We need to make sure that more opportunities are made available to people with disability.
A few years ago, Liam started to withdraw. He had finished school and was no longer happy participating in the day activity he attending.
"Liam had anxiety and even the doctor wasn’t sure where to point us. His specialist gave him medication, which wasn’t helping and I thought – there’s got to be another way.There was just nothing, so we had to struggle to help him get through things, talk to him and just do our best. It was very difficult to find anyone to help us. We had to cope on our own," Maureen says.
Like all parents, Rod and Maureen have always wanted their children to have the best life possible – to be happy and safe. It must have been heartbreaking to see their son so withdrawn from the world.
Liam’s family were worried that their friendly, funny young man would never come back. They had real concerns for his future and for his health.
After almost a year of Liam refusing to leave home, Rod and Maureen didn’t know what to do. They were stuck.
"We were at our wits’ end. Then one day I saw an advert in the paper that Minda was coming to Elizabeth and we thought, well, let’s ring them and find out what’s going on. So we did, and we couldn’t be happier with the result," Rod says.
Liam now attends Minda’s MyPATH day programs from Monday to Friday. The group go out together on excursions and learn skills like cooking, which helps to increase independence, while having fun.
"Every day when the car pulls up and Liam gets in, I stop worrying. It’s a giant weight off my mind to know that he is out enjoying life and safe with people he gets along so well with," Rod says.
"Within three days we went from complete despair to happiness. I don’t even want to think about where we’d be without Minda," Maureen adds.
Maureen is amazed by the difference she has seen in Liam.
"I was talking to my mum on the phone and Liam said he wanted to talk. So I gave him the phone and for about 10-15 minutes he was telling her all about what he’s been doing at Minda. I just sat there, shocked. I couldn’t believe it. And his grandma was thrilled," Maureen says.
"He is doing things that I didn’t know he could do. I’m sure there are so many things he is capable of but he just hasn’t had the opportunity to show us."

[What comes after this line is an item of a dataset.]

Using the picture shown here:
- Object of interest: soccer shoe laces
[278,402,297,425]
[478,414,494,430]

Liam’s world has been opened up again and Rod and Maureen have started looking at what lies ahead.
"It’s a work in progress. Liam’s support and opportunities will grow as Minda gets established in the area," Maureen says.

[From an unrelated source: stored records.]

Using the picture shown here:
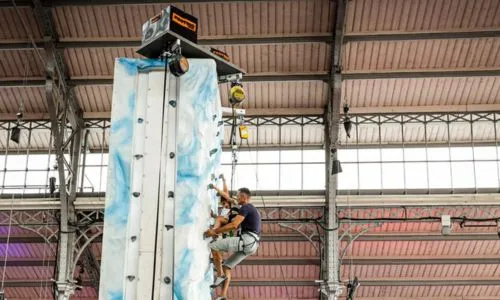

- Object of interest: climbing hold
[210,148,219,156]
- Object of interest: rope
[238,140,292,300]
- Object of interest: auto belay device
[137,5,244,82]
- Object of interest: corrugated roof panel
[356,285,500,300]
[64,48,141,77]
[75,85,113,112]
[343,38,500,72]
[214,43,331,73]
[232,265,320,281]
[342,220,497,235]
[53,0,334,40]
[254,241,319,258]
[0,87,48,114]
[220,81,329,108]
[5,266,54,280]
[342,260,500,280]
[345,0,500,33]
[228,282,319,300]
[342,77,500,107]
[0,7,42,41]
[348,241,500,257]
[0,49,45,80]
[0,243,57,259]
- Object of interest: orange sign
[172,13,196,32]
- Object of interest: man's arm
[214,215,245,234]
[210,184,238,205]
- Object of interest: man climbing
[209,174,239,236]
[206,188,261,300]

Minda’s support to Adelaide’s northern suburbs has just begun. There is great need for a wide range of disability supports and services, and we hope that with the help of our amazing supporters we can be there for those who need us.

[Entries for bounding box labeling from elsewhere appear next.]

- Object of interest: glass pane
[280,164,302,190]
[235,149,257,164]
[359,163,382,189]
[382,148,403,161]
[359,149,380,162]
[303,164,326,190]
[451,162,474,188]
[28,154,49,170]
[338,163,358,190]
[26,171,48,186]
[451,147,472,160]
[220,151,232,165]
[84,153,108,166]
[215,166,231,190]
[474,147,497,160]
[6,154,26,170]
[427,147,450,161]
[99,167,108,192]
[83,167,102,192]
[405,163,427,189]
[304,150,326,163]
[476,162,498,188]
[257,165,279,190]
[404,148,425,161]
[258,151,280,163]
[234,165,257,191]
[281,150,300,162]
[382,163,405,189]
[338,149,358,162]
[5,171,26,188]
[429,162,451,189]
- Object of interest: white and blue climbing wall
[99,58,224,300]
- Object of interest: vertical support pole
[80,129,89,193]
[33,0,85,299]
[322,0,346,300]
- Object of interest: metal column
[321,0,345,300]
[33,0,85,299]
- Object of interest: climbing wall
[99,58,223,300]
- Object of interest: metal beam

As we extend our support, Liam may be able to access psychology, physiotherapy and respite in the near future.
"We want Liam to have his independence; to be assisted to get out in the community, meet more people, make new friends and have an active social life on the weekends, rather than being with Mum and Dad, 24/7," Maureen says.
Independence is so important. Something many families worry about is: how will my child cope when I’m no longer around?
"Sometimes I would worry that one day when we’re gone, Liam’s going to be living under a tree somewhere," Rod says.
"I know that wouldn’t be the case, because our family will always be there for him. But the support through Minda has given us great peace of mind."